Overcharging in the utilities market

This is more common that you'd expect

The UK energy industry is notorious for billing errors, in both the residential and commercial markets.  There are many reasons for this, dating back more than 15 years.  During deregulation in 1997, the UK energy industry was divided in a number of ways, some which made sense, some did not.  Over time these energy companies have merged, been subject to takeover, gone through bankruptcy and so on.

This has resulted in:

  • Suppliers have 3 or 4 billing departments, who do not talk to each other, all dealing with different supplies for the same business,

  • Some sales departments have computer systems which are incompatible with billing, so that all sales contracts are printed and manually entered in the billing system.

  • Another supplier had no system for the gas purchasing team to communicate prices to the sales team; this resulted in the loss of over £200 Million before anyone noticed.

 

So what does this mean for you? What kind of mistakes are they making on your utility bills?

  • Billing for nonexistent supplies.  We regularly come across case where meters have been removed or de-energised and yet are still being invoiced for.  This is not just standing charges, but consumption too.  A factory had an electricity meter removed, but was billed on “actual” reads for 5 years, resulting in an overcharge of more than £48,000.

  • Billing for someone else’s energy.  Another common error is where a client sells, closes or sublets a site, informs the supplier and assumes that’s the end of the matter.  However the supplier may continue to bill for the site, sometimes whilst billing the new occupier as well.  For one client, a major sports organisation, nearly 30% of the electricity spend was for a site they had sold 2 years before.

  • Wrong Rates. You sign a contract agreeing rates, standing charges, etc, and expect the supplier to bill you those rates.  Does not always happen unfortunately, numbers are transposed, day rate becomes night, someone else’s rates are applied to your account, or they ignore the contract and charge you out of contract rates.

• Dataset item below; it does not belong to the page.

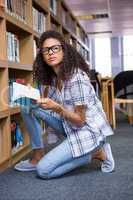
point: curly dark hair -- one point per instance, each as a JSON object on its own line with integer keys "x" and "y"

This covers the majority of errors.

  • Faulty Meters. If the meter is faulty, then the supplier is never going to get things right, for example, the meter could record night as day and vice versa, sometimes to the clients benefit, sometimes not.  Many meters have a multiplier fitted.  This means that for every kwh the meter reads, you have actually used 10, 20, 50 or 100 units.  If the multiplier on the meter doesn’t match the bill, you could be charge for anything from double to 10 times the amount of energy you have actually used.  This can work both ways, but it is still something to be aware of.

  • Other Issues. Estimated reads that bear no relation so realistic usage, for example a client was charged for 90% of their annual gas usage on a June bill, just before a new cheaper contract started in July. In another case the supplier lost the usage data, and so decided to bill based on the previous year – however the client could show that usage had changed drastically, we queried this, the supplier agreed and cancelled the bills, the result 12 months free electricity, around £48,000 saving.